Author:
Jassam Jamilah D,Sayl Khamis N,Mawlood Ibtihal A
Abstract
Abstract
Due to high costs and site accessibility, it is sometimes impractical to monitor water quality indicators in waterbodies or isolated watersheds. An approach that utilizes remote sensing and is cost-effective was created to forecast water quality metrics across a vast and logistically challenging region. In order to monitor water quality parameters for the Euphrates River in Ramadi, Anbar Governorate, Iraq, this study integrated survey data and remote sensing with artificial neural networks (ANNs). Water quality parameters, such as pH, alkalinity (ALK), orthophosphate (PO4), nitrate (NO3), sulfate (SO4), chloride (Cl), total hardness (TH), calcium (Ca), magnesium (Mg), total suspended solid (TSS), temperature, turbidity, and electrical conductivity (EC), during the wet and dry seasons were all quantified using a neural network model.

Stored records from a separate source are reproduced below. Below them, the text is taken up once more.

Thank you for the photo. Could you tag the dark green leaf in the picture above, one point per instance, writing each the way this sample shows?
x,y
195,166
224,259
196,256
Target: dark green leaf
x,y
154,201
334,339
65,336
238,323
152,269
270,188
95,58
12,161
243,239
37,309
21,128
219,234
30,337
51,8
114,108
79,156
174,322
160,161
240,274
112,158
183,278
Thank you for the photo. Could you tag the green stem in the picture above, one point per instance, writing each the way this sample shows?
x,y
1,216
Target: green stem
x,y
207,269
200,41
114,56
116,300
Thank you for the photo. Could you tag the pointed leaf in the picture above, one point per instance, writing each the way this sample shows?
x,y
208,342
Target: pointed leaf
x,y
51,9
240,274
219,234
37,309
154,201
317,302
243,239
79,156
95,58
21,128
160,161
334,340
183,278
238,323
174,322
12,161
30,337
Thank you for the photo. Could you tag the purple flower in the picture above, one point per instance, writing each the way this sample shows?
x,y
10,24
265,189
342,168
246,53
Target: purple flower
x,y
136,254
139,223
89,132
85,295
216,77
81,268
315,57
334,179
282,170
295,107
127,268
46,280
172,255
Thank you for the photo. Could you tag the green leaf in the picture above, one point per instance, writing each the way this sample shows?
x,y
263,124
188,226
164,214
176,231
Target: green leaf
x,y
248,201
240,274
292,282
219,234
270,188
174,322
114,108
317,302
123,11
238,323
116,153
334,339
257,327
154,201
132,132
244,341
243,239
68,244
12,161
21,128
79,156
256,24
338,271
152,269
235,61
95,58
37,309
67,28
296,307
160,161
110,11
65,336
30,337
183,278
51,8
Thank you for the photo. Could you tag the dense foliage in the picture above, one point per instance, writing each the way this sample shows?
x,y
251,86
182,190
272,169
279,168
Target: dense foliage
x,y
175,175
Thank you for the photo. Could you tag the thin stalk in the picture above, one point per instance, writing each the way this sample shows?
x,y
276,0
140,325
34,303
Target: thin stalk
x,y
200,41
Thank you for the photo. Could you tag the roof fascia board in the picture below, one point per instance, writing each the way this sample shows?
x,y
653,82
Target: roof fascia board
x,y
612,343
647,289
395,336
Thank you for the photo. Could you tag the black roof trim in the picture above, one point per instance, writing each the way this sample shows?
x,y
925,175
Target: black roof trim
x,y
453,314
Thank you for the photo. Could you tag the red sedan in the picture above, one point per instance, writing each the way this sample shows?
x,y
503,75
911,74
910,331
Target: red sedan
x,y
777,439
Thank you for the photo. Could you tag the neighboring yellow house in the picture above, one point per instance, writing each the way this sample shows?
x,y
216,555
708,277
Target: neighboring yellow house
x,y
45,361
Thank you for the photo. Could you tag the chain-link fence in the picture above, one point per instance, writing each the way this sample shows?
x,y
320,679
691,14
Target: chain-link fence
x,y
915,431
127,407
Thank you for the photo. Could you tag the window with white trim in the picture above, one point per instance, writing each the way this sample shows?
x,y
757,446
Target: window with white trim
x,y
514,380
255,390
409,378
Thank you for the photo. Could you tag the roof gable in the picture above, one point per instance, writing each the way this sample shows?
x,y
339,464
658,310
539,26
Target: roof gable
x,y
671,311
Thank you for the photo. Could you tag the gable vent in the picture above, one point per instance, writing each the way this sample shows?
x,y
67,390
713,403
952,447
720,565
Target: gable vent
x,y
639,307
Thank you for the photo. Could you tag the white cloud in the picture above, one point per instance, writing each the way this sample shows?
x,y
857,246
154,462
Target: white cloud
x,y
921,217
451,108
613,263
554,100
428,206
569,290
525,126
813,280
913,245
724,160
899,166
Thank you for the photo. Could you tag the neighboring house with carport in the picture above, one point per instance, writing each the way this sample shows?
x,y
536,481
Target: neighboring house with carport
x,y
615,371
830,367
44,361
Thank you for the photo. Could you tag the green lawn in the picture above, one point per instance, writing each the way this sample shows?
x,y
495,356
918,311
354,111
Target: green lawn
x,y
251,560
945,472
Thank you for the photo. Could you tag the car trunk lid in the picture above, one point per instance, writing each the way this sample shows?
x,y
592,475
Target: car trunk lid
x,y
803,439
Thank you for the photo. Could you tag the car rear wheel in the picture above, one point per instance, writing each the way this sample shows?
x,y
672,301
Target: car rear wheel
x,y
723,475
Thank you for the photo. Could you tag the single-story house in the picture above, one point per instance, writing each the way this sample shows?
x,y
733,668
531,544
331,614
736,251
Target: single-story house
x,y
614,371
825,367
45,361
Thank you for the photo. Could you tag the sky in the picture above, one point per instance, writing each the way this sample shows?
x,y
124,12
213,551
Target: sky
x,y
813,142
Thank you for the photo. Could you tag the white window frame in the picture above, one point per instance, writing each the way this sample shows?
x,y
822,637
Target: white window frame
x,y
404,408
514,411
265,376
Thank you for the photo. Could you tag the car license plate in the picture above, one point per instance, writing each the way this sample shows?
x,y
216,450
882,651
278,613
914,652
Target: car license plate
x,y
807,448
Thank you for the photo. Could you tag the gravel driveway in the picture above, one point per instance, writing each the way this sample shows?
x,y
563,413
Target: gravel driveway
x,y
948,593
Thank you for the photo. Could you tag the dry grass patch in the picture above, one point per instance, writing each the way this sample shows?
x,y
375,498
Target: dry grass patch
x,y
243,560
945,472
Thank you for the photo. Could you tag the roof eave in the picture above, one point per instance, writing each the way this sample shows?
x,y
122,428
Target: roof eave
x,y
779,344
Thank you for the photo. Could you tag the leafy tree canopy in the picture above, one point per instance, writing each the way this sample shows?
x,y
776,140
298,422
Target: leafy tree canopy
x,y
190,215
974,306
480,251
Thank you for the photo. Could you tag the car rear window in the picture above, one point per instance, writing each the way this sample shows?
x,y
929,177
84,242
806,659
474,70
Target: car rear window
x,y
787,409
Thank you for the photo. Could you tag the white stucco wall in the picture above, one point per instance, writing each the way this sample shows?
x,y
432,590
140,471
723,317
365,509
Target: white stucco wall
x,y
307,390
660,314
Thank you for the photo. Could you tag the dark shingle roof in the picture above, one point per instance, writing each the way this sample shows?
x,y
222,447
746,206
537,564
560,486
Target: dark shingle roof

The outcomes show that a good link between the simulated and observed water quality metrics was provided by the neural network model that was created. Calculations were made to show how beneficial this approach is for predicting water quality parameters in complicated ecosystems. These calculations included the quantities of chemical and physical parameters that were stored in the column of water.